Until next time...stay very tuned. And have a great day.
June 2, 2012
Things have had a way of simmering down to the essentials lately. Condensing into the sweet stuff. Letting the unimportant stuff evaporate.
It ain't easy. Life keeps rearing its ugly head and poking its nose into my business. Insisting that I take unexpected trips with it to places that I'd rather not go. Like Wal-Mart.
On some days, I have a program that allows me to touch on all of my projects and take care of personal and family matters, too. A schedule. A routine.
On days when this goes well, I feel like a Zen Master, moving from activity to activity with effectiveness and ease. When it doesn't go well, I feel like Ray Liotta in Goodfellas, trying to dump the guns, run the coke and make the meatballs. All while being chased by a helicopter.
On others days, I allow obsession to rule the hours with a single project. I enjoy these days the most. They take me into a time machine, where I can write or paint and totally lose myself in the process.
Either way, life reveals itself as a combination of activities and emotions that move by far too fast if we don't take the time to experience them. And savor the experiences.
As writers and actors, we need to allow ourselves to feel. To be present in what we do. To really look at each other and see. Talk to each other and listen. And to really love what it is that life has given us. Every single day...and night.
Some things don't last forever. And some things do. There's magic. But only if we believe in it.
Here's what's up on 72nd St...
I recently did a Brown Bag Lunch interview with Jack Sullivan in LA. It's on YouTube if you want to give a listen. Jack's with NAPTE and is one of the finest guys in the business.
Lots of my former students out there kicking some butt lately.
Congrats to Mona Zhe, who developed her film, The White Heron, in my screenwriting class. It was accepted into the Cannes Film Festival and Mona went over to appear. Yay, Mona!
Jonathan Auxier's novel, Peter Nimble and his Fantastic Eyes, is at Amazon, as is Roger Rudick's Confessions of a Comfort Girl.
Nick Kizina's Web series, Nevermore, starring Tyson Sears, just premiered.
And of course Kourtney Kang continues to write and produce those TV shows like How I Met Your Mother.
I'm really proud to know these folks and wish them well in their work, and their lives.

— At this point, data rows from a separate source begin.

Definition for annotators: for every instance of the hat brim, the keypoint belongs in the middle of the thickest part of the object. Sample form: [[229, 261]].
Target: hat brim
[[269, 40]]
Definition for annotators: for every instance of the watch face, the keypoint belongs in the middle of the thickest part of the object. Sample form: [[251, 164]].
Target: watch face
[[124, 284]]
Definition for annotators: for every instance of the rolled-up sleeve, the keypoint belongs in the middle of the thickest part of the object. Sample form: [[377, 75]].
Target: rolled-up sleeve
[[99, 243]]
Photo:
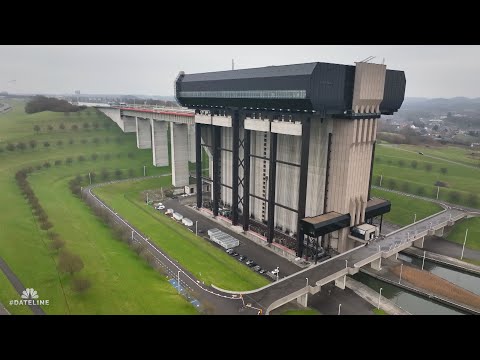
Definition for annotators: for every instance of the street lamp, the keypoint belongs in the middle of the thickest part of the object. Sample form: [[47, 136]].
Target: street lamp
[[464, 242], [401, 268], [178, 281], [379, 297]]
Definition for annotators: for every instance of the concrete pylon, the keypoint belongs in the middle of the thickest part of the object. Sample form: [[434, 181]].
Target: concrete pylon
[[144, 133], [179, 153], [159, 143]]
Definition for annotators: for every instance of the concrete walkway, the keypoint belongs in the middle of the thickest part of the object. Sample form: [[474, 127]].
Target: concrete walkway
[[17, 284], [444, 260], [444, 247], [372, 297]]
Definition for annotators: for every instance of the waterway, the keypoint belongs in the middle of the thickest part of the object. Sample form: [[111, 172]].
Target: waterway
[[418, 305]]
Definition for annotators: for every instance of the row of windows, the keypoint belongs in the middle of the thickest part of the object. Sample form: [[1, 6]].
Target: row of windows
[[248, 94]]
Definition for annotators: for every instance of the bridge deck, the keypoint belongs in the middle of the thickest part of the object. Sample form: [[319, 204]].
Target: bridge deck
[[336, 267]]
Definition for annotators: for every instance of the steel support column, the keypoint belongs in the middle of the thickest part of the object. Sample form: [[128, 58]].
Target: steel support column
[[272, 177], [235, 163], [371, 171], [246, 179], [198, 163], [216, 144], [302, 188]]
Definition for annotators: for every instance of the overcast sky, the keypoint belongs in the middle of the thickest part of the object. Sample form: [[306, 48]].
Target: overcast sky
[[431, 71]]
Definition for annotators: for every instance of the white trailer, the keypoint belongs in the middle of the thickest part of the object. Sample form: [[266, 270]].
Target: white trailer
[[187, 222]]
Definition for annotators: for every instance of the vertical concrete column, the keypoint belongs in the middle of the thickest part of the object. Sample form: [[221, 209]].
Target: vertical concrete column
[[376, 264], [419, 242], [179, 147], [340, 282], [303, 300], [144, 133], [159, 143], [191, 143]]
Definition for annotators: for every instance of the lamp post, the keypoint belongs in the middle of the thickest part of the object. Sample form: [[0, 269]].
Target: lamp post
[[464, 242], [401, 269], [379, 297]]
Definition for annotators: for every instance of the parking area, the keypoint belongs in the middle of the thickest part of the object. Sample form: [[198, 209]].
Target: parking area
[[249, 253]]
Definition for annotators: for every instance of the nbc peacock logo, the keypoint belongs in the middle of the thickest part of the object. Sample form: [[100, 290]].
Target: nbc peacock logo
[[29, 293], [29, 297]]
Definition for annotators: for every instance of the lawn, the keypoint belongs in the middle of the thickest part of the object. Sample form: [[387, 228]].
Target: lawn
[[7, 293], [122, 283], [301, 312], [409, 172], [457, 234], [200, 257], [404, 207]]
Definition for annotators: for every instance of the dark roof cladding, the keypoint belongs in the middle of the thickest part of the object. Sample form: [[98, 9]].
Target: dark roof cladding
[[322, 87], [268, 71]]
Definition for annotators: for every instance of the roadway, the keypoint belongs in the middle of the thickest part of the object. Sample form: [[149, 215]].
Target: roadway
[[222, 303]]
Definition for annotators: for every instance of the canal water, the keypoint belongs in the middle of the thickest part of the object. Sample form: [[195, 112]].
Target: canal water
[[418, 305]]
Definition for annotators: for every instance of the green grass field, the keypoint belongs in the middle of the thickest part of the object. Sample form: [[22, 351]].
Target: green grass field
[[395, 165], [122, 283], [404, 207], [379, 311], [9, 293], [200, 257], [457, 234]]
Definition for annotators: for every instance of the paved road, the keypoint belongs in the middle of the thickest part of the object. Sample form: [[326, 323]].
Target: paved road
[[316, 273], [17, 284], [222, 303], [262, 256]]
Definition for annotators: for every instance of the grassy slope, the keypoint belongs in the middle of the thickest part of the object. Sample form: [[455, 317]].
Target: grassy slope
[[301, 312], [404, 207], [459, 178], [197, 255], [121, 282], [457, 234]]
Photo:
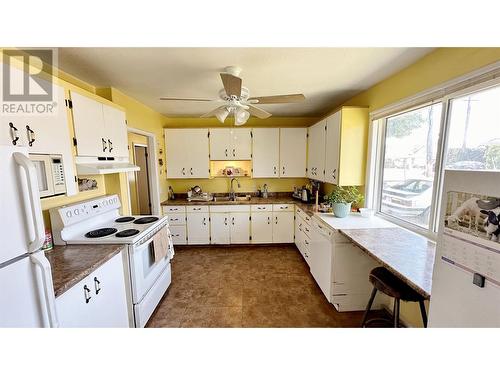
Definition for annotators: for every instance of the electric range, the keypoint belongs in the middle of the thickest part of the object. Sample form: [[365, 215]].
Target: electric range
[[98, 221]]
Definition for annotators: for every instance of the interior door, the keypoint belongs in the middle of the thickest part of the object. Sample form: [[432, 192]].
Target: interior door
[[241, 144], [332, 151], [265, 152], [219, 228], [220, 144], [198, 228], [197, 154], [283, 227], [89, 127], [177, 147], [293, 152], [142, 180], [116, 131], [316, 151], [262, 227], [240, 227]]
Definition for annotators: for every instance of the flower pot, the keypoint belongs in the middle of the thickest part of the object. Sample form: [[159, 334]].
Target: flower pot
[[341, 209]]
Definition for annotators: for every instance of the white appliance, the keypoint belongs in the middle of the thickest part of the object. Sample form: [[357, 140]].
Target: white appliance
[[98, 221], [466, 279], [50, 174], [26, 292]]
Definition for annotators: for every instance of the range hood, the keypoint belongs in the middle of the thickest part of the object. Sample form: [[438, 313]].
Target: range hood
[[105, 167]]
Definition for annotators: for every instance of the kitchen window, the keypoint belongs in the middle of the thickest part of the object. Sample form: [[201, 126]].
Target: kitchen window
[[410, 149]]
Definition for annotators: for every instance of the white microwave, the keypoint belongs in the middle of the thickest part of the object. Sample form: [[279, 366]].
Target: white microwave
[[50, 174]]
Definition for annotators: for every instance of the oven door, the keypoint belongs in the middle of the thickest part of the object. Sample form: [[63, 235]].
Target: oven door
[[144, 269], [44, 174]]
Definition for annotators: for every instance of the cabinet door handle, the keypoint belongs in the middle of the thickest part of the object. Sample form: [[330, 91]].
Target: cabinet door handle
[[13, 133], [97, 285], [86, 293], [31, 135]]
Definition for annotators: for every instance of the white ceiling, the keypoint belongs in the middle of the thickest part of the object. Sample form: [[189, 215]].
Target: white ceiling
[[326, 76]]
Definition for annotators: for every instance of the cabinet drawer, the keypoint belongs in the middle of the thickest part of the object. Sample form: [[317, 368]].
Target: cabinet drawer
[[283, 207], [173, 209], [196, 209], [177, 219], [233, 208], [261, 207], [178, 234]]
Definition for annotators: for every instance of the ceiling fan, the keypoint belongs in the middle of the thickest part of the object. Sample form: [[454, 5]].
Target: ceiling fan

I'm now in development on SHADYside, a romantic comedy series with Bohemia Group Los Angeles, CMG, and Fifth Avenue Entertainment. I'm writing, and acting in this one.
Horror Realm in Pittsburgh, PA invited me to appear at their upcoming convention. I'll be there one day only, Saturday September 22, so stop on by.
More classes start this summer in downtown Pittsburgh. And the online classes for WAPD start soon, too.
And Corpsing is entering its final phase of post production with the team of Marcus Morelli and Levi Graft joining me for what promises to be a different kind of night at the movies.